Selected Publications (asterisk represents my student author):

Additional popular press resources

Project outcome

On top of gaining experience with and insight into the research process, research assistants will have an opportunity to be listed as contributing authors on published academic journal articles, as well as present research posters at psychology conferences. Notably, each of these opportunities will depend on students’ level of involvement in the research process, as well as availability of outside conference opportunities.

Project details

Timing, eligibility and other details
Length of commitment Longer than a semester (6-9 months)
Start time Anytime
Level of collaboration Small group project (2-3 students)
Benefits Volunteer experience
Who is eligible All undergraduate students who have completed PSY101 and PSY207.

This project is only available to students attending the Singapore Institute of Management. 

Project mentor

Thomas Saltsman

Lecturer

Psychology, UB Singapore Institute of Management

Phone: (352) 697-1701

Email: tlsaltsm@buffalo.edu

Start the project

  1. Email the project mentor using the contact information above to express your interest and get approval to work on the project. (Here are helpful tips on how to contact a project mentor.)
  2. After you receive approval from the mentor to start this project, click the button to start the digital badge. (Learn more about ELN's digital badge options.) 

Preparation activities

Once you begin the digital badge series, you will have access to all the necessary activities and instructions. Your mentor has indicated they would like you to also complete the specific preparation activities below. Please reference this when you get to Step 2 of the Preparation Phase. 
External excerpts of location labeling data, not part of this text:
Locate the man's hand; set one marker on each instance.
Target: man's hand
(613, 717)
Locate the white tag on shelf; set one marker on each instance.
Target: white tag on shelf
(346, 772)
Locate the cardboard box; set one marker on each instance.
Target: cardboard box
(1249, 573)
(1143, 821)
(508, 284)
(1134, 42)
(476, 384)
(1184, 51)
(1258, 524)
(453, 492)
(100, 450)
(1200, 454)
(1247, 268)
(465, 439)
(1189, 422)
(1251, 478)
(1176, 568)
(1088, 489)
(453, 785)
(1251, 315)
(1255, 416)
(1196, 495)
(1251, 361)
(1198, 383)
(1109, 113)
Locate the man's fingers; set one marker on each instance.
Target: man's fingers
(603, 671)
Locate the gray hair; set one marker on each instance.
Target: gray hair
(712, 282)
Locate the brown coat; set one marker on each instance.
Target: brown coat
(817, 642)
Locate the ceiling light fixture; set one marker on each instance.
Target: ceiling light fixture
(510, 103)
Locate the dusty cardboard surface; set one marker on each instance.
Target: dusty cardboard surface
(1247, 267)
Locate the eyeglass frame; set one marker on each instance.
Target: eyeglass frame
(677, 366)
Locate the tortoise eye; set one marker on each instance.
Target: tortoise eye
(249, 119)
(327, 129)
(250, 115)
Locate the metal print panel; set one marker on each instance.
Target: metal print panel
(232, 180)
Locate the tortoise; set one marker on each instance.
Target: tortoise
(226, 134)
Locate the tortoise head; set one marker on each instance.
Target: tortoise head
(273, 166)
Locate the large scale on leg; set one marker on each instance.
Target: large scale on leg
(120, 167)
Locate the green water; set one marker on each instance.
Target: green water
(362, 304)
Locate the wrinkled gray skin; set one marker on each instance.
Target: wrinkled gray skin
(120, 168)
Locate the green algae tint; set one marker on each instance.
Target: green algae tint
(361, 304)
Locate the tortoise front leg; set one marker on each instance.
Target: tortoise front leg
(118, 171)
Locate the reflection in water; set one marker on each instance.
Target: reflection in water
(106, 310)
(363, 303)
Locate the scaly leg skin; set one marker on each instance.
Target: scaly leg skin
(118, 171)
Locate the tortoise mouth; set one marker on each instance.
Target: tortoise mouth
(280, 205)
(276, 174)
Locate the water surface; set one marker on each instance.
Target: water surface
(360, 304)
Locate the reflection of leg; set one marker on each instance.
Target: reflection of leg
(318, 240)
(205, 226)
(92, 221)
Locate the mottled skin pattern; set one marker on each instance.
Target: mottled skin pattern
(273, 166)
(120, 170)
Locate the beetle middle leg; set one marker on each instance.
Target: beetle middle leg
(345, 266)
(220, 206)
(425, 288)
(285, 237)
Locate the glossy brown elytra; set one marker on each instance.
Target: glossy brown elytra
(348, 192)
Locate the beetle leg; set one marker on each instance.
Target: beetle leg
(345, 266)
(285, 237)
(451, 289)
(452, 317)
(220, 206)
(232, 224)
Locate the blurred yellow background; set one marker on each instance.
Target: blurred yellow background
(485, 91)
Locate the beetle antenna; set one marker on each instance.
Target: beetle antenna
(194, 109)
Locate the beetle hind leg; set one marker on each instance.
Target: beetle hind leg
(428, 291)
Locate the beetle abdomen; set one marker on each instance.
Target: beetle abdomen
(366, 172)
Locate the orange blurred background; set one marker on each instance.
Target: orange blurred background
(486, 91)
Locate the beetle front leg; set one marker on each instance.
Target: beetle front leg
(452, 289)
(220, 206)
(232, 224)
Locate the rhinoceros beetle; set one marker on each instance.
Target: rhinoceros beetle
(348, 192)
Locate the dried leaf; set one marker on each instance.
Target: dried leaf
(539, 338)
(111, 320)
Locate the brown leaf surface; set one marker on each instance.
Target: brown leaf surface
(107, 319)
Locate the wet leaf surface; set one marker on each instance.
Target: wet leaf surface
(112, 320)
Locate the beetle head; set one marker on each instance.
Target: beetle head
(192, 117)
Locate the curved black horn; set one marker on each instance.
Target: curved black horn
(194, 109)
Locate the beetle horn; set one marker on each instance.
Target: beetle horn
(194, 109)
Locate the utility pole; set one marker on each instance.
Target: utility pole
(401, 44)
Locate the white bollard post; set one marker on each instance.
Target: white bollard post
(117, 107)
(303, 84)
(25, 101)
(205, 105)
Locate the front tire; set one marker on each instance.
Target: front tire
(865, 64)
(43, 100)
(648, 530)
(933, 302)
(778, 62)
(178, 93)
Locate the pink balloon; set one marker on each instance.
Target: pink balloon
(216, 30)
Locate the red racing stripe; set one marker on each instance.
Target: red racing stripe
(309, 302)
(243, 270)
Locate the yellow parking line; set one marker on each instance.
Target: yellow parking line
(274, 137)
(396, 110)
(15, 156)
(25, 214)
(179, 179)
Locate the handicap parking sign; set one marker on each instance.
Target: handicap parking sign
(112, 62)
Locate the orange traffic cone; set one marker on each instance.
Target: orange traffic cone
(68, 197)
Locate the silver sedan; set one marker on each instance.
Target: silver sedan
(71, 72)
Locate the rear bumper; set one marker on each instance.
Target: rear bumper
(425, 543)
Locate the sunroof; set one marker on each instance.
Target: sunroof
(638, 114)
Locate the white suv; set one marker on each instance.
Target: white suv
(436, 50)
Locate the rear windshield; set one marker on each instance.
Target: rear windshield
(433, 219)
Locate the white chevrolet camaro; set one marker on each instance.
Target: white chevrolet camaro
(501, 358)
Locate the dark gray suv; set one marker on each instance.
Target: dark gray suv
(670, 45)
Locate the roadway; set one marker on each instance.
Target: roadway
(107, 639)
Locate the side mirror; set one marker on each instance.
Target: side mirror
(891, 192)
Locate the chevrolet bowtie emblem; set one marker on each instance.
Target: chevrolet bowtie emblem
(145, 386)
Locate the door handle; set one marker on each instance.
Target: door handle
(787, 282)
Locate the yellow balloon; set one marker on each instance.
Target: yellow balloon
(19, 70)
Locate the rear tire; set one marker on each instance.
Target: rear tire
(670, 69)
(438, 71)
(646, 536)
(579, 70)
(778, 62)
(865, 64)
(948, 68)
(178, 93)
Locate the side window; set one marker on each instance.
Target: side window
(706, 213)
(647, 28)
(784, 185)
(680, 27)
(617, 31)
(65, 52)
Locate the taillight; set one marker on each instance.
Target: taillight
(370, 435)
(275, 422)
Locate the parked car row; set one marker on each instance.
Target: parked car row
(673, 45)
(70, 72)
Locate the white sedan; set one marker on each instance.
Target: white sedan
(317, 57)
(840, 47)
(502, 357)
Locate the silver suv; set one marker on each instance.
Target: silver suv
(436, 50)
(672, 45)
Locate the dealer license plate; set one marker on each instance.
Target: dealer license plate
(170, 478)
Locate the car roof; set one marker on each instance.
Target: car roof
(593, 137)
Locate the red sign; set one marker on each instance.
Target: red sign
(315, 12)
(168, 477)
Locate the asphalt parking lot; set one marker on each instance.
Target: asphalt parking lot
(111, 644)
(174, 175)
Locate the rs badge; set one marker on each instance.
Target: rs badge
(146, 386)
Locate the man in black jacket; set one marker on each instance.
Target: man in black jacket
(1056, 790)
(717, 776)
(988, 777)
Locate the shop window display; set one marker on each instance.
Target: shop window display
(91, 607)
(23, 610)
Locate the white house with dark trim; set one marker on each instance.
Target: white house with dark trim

  • Interested applicants should first read one or more of the journal articles listed under the research description. Upon doing so, applicants will then be asked to write a brief research paper submission (no more than one page in length). The first part of the submission should summarize the core arguments and conclusions of the journal article they read. The second part of the submission should generate a short research proposal for a novel study that could build or expand upon the journal article's findings. This research proposal should include:
    • a description of their new research question, 
    • a description of possible methods that could be used to test the research question, and 
    • a description of what they predict the study would find, given past theorizing and research.